Parametrized co-occurrence networks

Complex networks provide metrics and to identify kestone species bridges/bottleneck species within the community. EMO-BON data are unified in methods but highly diverse in respect to the metadata (sampling station, temperature, season etc.), which can be interpreted as control/treatment. To refrase a particular question in respect to seasonality, is there structural difference in taxonomy buildup in the communities between spring, summer, autumn and winter.

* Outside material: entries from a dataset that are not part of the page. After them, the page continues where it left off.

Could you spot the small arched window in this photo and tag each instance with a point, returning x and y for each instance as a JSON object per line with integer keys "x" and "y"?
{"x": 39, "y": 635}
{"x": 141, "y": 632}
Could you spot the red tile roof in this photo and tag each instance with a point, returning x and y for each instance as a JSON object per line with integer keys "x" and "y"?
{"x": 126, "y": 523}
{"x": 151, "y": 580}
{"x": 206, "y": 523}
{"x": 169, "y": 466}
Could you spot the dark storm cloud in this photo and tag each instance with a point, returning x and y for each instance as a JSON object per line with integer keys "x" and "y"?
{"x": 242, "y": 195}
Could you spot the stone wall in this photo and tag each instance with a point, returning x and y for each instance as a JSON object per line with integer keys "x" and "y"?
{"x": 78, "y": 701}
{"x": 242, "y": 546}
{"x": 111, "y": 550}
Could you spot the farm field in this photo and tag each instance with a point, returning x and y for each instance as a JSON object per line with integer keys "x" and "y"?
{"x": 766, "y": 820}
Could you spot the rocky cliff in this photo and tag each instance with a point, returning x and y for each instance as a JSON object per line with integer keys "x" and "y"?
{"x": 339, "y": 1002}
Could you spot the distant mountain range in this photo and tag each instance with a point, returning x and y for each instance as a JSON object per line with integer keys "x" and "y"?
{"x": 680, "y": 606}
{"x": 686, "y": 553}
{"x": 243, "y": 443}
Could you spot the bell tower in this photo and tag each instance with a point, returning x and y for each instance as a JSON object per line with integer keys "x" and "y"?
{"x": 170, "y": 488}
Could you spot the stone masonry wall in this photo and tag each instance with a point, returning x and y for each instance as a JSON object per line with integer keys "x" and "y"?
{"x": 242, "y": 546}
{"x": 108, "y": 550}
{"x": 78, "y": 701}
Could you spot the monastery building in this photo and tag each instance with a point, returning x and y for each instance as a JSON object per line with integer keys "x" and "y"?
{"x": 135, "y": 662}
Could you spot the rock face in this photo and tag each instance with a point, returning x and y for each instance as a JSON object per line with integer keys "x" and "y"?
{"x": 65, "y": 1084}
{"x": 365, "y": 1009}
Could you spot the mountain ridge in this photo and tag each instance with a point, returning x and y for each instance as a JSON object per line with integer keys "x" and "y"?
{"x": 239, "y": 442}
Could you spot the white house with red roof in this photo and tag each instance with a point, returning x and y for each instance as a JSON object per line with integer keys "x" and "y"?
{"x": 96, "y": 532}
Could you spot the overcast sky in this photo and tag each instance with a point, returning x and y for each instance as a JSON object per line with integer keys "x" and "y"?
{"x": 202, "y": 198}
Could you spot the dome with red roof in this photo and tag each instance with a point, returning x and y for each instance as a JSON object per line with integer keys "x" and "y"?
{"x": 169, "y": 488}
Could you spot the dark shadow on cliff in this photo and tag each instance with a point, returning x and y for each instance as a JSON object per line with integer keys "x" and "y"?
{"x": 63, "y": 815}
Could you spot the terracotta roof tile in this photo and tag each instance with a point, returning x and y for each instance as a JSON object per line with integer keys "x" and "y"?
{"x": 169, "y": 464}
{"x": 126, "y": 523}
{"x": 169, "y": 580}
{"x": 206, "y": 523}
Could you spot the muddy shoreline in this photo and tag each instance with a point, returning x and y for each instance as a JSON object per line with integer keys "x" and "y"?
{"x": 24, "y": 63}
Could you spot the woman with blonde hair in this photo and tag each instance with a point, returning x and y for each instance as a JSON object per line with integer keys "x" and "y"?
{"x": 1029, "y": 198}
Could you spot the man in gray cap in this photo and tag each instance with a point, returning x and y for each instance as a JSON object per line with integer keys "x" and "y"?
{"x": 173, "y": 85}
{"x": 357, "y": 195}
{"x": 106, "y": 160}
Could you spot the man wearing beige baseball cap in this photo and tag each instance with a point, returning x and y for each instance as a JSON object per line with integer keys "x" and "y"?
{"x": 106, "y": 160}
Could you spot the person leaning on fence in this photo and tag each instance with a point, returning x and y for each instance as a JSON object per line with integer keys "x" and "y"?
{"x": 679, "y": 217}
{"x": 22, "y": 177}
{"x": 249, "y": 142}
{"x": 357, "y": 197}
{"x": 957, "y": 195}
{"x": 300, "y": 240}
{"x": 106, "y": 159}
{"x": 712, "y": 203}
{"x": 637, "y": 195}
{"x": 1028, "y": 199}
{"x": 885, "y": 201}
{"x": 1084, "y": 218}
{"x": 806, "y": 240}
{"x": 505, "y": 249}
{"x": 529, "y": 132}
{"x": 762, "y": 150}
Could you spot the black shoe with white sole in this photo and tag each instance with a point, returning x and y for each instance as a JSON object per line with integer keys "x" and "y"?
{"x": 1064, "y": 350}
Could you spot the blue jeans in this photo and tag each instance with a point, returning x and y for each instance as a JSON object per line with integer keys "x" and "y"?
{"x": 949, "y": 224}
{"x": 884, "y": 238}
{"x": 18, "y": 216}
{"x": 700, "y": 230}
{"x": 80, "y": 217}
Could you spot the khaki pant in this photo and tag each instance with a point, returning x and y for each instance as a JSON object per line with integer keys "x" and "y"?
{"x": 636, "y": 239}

We will construct association matrices between taxa over the series of sampling events grouped by the factor (season in this case).

Recipe¶

Load data
Remove high taxa (non-identified sequences)
Pivot table from sampling events to taxa.
Remove low abundance taxa
Rarefy, or normalize
Remove replicates
Split to groups on chosen factor
Calculate associations (Bray-curits dissimilarity, Spearman’s correlation, etc.)
False discovery rate correction
Build and analyse network per group

1. Loading data and metadata¶

import os
from typing import Dict
import numpy as np
import pandas as pd

from skbio.stats import subsample_counts
from skbio.diversity import beta_diversity
from scipy.stats import spearmanr
from statsmodels.stats.multitest import multipletests
import networkx as nx

from momics.taxonomy import (
    pivot_taxonomic_data,
    separate_taxonomy)
from skbio.diversity import beta_diversity
from momics.taxonomy import (
    remove_high_taxa,
    pivot_taxonomic_data,
    prevalence_cutoff,
    rarefy_table,
    split_metadata,
    split_taxonomic_data,
    split_taxonomic_data_pivoted,
    compute_bray_curtis,
    fdr_pvals,
)
from momics.networks import interaction_to_graph, interaction_to_graph_with_pvals

from mgo.udal import UDAL

# All low level functions are imported from the momics package
from momics.loader import load_parquets_udal
from momics.metadata import get_metadata_udal, enhance_metadata

import seaborn as sns
import matplotlib.pyplot as plt

All the methods which are not part of marine-omics package are defined below. Documnetation and context for the marine-omics (momics) methods can be found on readthedocs.io.

def get_data():
    return load_parquets_udal()


# Load and merge metadata
def get_full_metadata():
    return get_metadata_udal()


def get_valid_samples():
    url = "https://raw.githubusercontent.com/emo-bon/momics-demos/refs/heads/main/data/shipment_b1b2_181.csv"
    df_valid = pd.read_csv(
        url, header=0, index_col=0,
    )
    return df_valid

# Load metadata
full_metadata = get_full_metadata()

# filter the metadata only for valid 181 samples
valid_samples = get_valid_samples()
full_metadata = enhance_metadata(full_metadata, valid_samples)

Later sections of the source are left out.